Shelley Isabel Mann was an American competition swimmer and Olympic medalist at the 1956 Summer Olympics in Melbourne, Australia where she won the gold medal in the women's 100-meter butterfly event, and was a member of the U.S. team that won the silver medal for the women's 4×100-meter freestyle relay.
Mann was born in Long Island, New York in 1937 to Hamilton and Isabel Mann. Her father was in the U.S. Navy during World War II.
Mann caught polio at age six while living in Cambridge, Massachuetts. She spent weeks in the hospital and was left with a paralyzed right leg. She took up swimming to aid her recovery. She learned to walk but with a significant limp. She was a student at American University in Washington, D.C.

Career

In the pool, her limp didn't matter and Mann began practicing and taking lessons from some of the top professional coaches.

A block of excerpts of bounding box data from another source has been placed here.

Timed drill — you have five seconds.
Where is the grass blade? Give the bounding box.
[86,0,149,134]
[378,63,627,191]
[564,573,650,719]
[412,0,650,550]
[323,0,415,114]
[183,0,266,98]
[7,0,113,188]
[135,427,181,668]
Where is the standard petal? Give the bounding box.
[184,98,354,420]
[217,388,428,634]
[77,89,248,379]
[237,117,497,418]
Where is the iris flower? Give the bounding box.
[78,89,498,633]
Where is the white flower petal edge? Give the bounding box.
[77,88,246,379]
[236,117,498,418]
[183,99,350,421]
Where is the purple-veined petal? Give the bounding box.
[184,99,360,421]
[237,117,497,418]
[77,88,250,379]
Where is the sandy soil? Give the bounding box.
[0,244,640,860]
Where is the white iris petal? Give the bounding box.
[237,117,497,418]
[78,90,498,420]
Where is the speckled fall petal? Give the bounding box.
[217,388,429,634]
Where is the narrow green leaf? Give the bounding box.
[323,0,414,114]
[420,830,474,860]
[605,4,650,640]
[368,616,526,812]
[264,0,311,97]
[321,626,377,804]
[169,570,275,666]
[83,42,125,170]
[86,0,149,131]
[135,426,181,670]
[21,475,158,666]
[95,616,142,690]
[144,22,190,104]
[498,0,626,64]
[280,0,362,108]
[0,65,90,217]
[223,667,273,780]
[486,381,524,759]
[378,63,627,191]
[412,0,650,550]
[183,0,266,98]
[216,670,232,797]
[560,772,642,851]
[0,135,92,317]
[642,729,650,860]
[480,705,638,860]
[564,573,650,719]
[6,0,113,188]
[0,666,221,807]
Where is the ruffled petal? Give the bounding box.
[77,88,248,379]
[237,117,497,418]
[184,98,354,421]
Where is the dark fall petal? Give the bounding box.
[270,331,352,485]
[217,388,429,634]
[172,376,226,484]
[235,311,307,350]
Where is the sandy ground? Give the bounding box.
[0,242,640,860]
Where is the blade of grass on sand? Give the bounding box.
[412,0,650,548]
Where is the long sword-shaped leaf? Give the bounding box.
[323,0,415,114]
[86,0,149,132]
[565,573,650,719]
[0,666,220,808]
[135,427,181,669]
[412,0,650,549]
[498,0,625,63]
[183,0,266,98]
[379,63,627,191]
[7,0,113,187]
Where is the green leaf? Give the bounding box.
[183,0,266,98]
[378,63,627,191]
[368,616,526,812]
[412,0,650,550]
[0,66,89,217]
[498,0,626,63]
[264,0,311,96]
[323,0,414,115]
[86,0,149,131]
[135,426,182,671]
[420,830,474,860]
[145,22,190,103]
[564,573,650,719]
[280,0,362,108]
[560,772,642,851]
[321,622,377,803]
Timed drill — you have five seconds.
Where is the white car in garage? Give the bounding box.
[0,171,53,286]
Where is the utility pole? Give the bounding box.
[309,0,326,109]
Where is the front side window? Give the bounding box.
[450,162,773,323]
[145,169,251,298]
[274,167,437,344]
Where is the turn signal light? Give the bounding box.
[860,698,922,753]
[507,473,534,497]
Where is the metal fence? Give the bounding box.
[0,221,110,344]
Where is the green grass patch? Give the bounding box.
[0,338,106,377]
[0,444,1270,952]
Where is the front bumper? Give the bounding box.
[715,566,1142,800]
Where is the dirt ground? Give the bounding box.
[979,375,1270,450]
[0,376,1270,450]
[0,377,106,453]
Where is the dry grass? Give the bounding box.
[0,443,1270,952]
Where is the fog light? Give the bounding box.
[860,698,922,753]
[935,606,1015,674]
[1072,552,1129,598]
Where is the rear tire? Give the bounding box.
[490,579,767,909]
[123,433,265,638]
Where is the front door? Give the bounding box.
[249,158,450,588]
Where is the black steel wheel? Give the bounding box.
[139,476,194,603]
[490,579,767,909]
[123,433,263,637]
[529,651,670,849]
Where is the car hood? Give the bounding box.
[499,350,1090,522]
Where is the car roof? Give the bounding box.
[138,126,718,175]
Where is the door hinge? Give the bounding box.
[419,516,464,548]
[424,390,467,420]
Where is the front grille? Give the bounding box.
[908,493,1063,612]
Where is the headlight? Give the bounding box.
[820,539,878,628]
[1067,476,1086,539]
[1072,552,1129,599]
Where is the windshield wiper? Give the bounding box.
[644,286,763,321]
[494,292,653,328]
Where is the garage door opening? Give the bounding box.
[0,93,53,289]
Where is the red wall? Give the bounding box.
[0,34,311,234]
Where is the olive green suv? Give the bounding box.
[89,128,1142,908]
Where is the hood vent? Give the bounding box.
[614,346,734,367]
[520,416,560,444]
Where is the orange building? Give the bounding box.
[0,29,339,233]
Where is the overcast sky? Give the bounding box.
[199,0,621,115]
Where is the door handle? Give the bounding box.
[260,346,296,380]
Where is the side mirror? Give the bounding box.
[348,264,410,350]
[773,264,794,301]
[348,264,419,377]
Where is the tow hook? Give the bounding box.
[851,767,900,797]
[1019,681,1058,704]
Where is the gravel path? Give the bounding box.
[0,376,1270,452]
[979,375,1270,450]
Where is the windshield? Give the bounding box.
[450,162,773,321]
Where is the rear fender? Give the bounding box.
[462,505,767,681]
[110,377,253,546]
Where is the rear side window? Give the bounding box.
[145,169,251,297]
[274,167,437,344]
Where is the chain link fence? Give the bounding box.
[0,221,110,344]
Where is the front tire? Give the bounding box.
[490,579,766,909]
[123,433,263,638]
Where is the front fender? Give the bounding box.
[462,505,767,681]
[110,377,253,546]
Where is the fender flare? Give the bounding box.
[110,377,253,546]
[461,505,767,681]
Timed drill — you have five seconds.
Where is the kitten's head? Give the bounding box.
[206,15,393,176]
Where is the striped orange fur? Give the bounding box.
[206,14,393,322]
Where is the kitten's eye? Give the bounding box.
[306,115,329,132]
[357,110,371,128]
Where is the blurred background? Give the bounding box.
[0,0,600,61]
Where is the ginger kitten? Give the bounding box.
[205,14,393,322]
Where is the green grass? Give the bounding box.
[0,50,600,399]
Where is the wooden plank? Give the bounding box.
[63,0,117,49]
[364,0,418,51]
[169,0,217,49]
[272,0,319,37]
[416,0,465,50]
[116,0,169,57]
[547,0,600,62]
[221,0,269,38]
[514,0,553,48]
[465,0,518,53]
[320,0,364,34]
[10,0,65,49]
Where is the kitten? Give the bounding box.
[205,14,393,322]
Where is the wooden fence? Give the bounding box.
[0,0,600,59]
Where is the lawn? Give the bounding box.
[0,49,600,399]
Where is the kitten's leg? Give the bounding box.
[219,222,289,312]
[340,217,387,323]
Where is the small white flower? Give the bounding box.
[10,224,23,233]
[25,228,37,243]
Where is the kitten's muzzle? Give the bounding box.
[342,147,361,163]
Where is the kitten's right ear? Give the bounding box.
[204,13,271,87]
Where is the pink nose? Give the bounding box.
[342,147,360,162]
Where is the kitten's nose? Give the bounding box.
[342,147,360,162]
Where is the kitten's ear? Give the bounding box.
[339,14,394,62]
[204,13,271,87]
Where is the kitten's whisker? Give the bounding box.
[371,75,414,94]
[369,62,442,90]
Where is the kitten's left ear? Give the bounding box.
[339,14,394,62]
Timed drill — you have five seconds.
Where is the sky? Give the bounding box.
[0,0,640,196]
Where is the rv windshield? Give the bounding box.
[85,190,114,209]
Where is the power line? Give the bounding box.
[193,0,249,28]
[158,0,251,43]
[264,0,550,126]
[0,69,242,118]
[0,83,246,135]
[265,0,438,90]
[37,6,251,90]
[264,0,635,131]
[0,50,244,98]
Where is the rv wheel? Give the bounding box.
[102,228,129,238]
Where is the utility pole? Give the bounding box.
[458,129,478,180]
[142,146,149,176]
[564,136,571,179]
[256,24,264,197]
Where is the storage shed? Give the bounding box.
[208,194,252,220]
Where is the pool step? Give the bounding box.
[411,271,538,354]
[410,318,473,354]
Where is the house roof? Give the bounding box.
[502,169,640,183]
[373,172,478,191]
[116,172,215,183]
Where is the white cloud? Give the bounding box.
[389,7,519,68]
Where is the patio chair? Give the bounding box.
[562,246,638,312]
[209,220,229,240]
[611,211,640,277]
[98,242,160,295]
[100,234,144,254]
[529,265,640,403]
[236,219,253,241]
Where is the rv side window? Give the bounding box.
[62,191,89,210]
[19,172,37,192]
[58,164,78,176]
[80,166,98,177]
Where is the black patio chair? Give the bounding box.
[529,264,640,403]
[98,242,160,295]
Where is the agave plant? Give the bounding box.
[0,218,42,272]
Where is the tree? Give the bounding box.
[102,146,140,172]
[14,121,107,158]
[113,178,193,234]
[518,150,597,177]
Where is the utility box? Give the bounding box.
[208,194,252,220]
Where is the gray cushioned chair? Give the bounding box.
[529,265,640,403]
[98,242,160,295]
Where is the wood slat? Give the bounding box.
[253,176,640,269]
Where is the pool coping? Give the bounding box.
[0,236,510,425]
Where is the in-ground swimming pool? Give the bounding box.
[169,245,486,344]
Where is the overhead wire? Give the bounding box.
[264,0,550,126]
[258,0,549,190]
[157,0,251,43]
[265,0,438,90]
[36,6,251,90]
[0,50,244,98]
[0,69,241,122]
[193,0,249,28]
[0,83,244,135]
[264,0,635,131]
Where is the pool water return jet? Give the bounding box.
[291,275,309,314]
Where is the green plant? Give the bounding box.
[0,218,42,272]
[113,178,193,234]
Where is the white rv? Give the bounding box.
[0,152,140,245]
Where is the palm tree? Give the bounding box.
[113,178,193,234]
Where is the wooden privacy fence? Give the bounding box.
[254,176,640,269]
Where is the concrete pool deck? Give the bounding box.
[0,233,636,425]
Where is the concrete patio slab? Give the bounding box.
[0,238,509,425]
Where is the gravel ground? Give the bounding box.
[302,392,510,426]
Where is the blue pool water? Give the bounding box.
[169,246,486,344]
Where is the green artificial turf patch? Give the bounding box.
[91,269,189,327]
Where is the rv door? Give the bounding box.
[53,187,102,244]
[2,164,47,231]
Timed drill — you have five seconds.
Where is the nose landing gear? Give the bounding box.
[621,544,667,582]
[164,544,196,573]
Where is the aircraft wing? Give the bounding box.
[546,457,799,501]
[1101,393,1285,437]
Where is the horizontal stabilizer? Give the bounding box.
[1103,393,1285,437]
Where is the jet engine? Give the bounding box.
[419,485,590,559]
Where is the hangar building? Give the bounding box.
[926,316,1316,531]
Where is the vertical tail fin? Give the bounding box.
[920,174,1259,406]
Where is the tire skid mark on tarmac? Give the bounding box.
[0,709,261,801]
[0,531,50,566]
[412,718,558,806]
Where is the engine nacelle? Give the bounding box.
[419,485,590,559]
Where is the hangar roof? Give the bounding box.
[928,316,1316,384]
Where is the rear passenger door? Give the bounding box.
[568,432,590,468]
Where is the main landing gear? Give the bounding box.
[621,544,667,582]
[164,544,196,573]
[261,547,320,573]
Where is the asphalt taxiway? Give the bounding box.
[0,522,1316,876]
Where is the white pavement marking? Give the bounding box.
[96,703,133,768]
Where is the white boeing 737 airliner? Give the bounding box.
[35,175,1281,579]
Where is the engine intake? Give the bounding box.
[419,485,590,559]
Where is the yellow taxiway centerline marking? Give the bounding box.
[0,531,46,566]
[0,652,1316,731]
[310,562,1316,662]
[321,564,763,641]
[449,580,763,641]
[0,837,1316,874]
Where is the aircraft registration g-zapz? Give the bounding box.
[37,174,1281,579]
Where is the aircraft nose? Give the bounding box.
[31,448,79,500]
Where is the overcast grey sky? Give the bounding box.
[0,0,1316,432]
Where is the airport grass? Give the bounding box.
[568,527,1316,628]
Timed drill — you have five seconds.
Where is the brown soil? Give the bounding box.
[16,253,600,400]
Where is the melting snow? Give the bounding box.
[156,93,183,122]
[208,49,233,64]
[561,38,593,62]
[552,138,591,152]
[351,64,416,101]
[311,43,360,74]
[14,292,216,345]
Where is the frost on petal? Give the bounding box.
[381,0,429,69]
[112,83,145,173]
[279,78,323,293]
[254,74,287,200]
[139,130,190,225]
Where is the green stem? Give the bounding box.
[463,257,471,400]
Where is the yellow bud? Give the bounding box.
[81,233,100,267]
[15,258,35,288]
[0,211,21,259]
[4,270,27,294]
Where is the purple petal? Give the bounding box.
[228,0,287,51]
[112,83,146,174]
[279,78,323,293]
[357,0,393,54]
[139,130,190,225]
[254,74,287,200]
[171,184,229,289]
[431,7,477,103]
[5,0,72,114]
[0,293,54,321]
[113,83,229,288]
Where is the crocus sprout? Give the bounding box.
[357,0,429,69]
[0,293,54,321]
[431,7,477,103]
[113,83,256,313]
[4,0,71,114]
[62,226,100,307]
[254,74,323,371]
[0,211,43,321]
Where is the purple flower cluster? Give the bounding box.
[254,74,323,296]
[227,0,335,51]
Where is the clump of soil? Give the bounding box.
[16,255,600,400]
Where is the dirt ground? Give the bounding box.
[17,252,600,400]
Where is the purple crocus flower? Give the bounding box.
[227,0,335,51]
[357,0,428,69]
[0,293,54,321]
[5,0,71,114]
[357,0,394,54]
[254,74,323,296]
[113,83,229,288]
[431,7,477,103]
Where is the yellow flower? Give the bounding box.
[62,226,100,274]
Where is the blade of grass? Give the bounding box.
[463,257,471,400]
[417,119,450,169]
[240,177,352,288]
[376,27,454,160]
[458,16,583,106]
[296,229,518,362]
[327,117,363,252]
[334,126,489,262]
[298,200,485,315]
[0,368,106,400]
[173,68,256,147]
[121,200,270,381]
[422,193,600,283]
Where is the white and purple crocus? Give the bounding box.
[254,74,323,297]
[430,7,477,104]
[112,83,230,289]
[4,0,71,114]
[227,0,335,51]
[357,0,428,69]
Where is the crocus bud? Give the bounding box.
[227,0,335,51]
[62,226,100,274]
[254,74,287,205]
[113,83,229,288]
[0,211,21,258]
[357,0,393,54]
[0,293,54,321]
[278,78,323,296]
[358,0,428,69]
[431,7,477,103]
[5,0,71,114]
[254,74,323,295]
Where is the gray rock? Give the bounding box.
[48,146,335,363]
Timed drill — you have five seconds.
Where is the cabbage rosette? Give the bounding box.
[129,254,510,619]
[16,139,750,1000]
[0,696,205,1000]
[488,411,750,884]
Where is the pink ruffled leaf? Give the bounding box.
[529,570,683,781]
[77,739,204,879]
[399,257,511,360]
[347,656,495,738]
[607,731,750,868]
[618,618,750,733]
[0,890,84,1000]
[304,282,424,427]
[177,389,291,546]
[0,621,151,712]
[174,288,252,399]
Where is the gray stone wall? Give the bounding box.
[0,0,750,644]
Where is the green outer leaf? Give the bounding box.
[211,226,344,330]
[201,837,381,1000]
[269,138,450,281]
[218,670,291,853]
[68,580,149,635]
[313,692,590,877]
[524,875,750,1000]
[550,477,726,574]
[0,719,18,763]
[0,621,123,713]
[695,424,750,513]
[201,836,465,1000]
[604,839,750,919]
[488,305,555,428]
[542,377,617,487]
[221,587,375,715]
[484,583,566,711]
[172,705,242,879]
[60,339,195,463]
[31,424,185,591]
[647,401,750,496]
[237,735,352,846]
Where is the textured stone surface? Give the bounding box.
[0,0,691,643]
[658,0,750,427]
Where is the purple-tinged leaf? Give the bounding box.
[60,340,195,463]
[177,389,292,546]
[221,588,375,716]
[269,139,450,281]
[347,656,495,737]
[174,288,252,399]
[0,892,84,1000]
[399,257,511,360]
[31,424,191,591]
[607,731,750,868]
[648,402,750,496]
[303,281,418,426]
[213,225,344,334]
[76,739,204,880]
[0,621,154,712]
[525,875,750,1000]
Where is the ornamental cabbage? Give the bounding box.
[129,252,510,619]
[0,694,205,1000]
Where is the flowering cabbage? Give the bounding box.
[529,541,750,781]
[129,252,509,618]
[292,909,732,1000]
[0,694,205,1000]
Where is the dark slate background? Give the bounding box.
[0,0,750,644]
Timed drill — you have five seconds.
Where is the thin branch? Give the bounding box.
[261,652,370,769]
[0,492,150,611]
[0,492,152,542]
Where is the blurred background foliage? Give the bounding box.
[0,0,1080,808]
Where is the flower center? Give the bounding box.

She was a member of the Walter Reed Swim Club, and began competing. The swim team had to train at 6:00am because the Walter Reed medical hospital was needed for the patients. By the time she was 14 she had won the first of what would eventually be 24 AAU national championships in the freestyle, breaststroke, backstroke, butterfly, and individual medley events.
She was inducted into the International Swimming Hall of Fame as an "honor swimmer" in 1966, and the Virginia Sports Hall of Fame in 1984.